2016-08-11 Thread Vladimir Borodin

> 11 авг. 2016 г., в 13:46, Andrey Zhidenkov  
> написал(а):
> 
> I have a table (registry.entry) which has ~ 100 inherited tables. This
> is a master table and it's empty:
> 
> postgres@db=# select count(*) from only registry.entry;
> count
> ---
> 0
> (1 row)
> 
> Master table has rules, inherited tables has check constraints. Data
> partitioned by value of area_id. But when I run a query with area_id
> in where clause, planner do seq scan on master table if master table
> has no indexes or index scan if has:
> 
> Append  (cost=0.12..1750.11 rows=670 width=256)
>  ->  Index Scan using MASTER_TABLE_INDEX on entry e  (cost=0.12..6.15
> rows=1 width=253)
>Index Cond: (((cadastral_number)::text ~>=~
> '61:44:0030502'::text) AND ((cadastral_number)::text ~<~
> '61:44:0030503'::text))
>Filter: (((cadastral_number)::text ~~ '61:44:0030502%'::text)
> AND (area_id = 1381) AND (quarter_id = 1368779))
>  ->  Bitmap Heap Scan on entry_61_44 e_1  (cost=1381.62..1743.95
> rows=669 width=256)
>Recheck Cond: (quarter_id = 1368779)
>Filter: (((cadastral_number)::text ~~ '61:44:0030502%'::text)
> AND (area_id = 1381))
>->  BitmapAnd  (cost=1381.62..1381.62 rows=122 width=0)
>  ->  Bitmap Index Scan on
> entry_61_44_cadastral_number_idx  (cost=0.00..321.57 rows=12901
> width=0)
>Index Cond: (((cadastral_number)::text ~>=~
> '61:44:0030502'::text) AND ((cadastral_number)::text ~<~
> '61:44:0030503'::text))
>  ->  Bitmap Index Scan on entry_61_44_quarter_id_idx
> (cost=0.00..1059.47 rows=67205 width=0)
>Index Cond: (quarter_id = 1368779)
> 
> As you can see, postgres scan only one needed partition and (!) an
> index from master table, In this example I has an index on master
> table because it's a production server and when I drop it query time
> is too long.
> In the past (before partitioning) master table has many rows. I made
> vacuum and vacuum analyze for registry.entry, but it didn't help.
> pgAdmin says that table size is 21Gb, live tuples: 0, dead tuples: 0.

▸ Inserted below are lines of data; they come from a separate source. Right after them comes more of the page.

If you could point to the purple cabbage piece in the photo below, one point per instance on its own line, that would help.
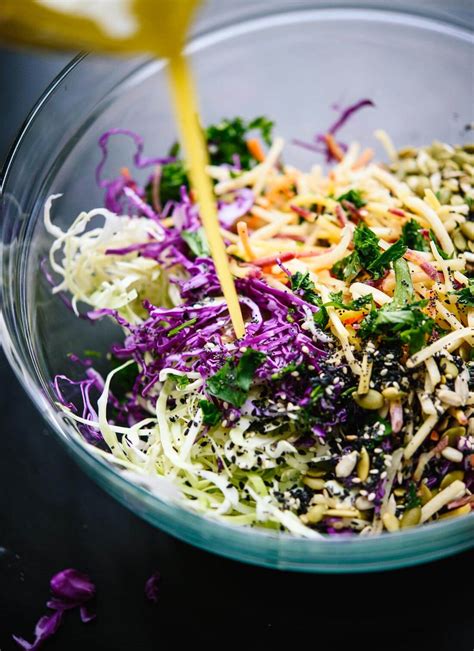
(70, 589)
(46, 627)
(116, 188)
(240, 205)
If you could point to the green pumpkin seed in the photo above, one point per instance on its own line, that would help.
(372, 400)
(454, 433)
(390, 393)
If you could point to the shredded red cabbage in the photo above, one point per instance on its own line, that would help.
(320, 145)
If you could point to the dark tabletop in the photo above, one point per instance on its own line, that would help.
(52, 516)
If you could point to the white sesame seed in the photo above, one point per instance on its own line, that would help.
(451, 454)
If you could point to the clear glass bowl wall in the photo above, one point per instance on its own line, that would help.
(291, 66)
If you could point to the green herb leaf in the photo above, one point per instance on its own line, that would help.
(232, 382)
(181, 381)
(466, 294)
(378, 266)
(173, 177)
(211, 413)
(357, 304)
(284, 371)
(401, 319)
(404, 293)
(443, 254)
(354, 197)
(302, 285)
(412, 236)
(348, 268)
(367, 255)
(412, 499)
(197, 242)
(366, 244)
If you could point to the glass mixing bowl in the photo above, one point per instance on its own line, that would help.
(291, 66)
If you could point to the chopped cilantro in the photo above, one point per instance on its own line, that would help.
(354, 197)
(412, 499)
(348, 268)
(197, 242)
(358, 304)
(367, 255)
(302, 285)
(225, 140)
(401, 319)
(211, 413)
(182, 381)
(181, 326)
(443, 254)
(232, 382)
(228, 139)
(283, 371)
(92, 353)
(412, 236)
(173, 177)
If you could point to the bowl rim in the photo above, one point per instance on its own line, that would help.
(101, 468)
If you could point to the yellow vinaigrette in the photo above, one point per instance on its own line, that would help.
(157, 27)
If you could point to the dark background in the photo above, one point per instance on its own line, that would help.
(52, 516)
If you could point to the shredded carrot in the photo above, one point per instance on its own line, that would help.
(365, 157)
(333, 147)
(243, 232)
(255, 149)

You can make TRUNCATE ONLY master_table. But don’t forget the ONLY keyword 
because in that case it will truncate all child tables also :)

> 
> What am I doing wrong?
> 
> -- 
> Andrey Zhidenkov
> 
> 
> -- 
> Sent via pgsql-performance mailing list (pgsql-performance@postgresql.org)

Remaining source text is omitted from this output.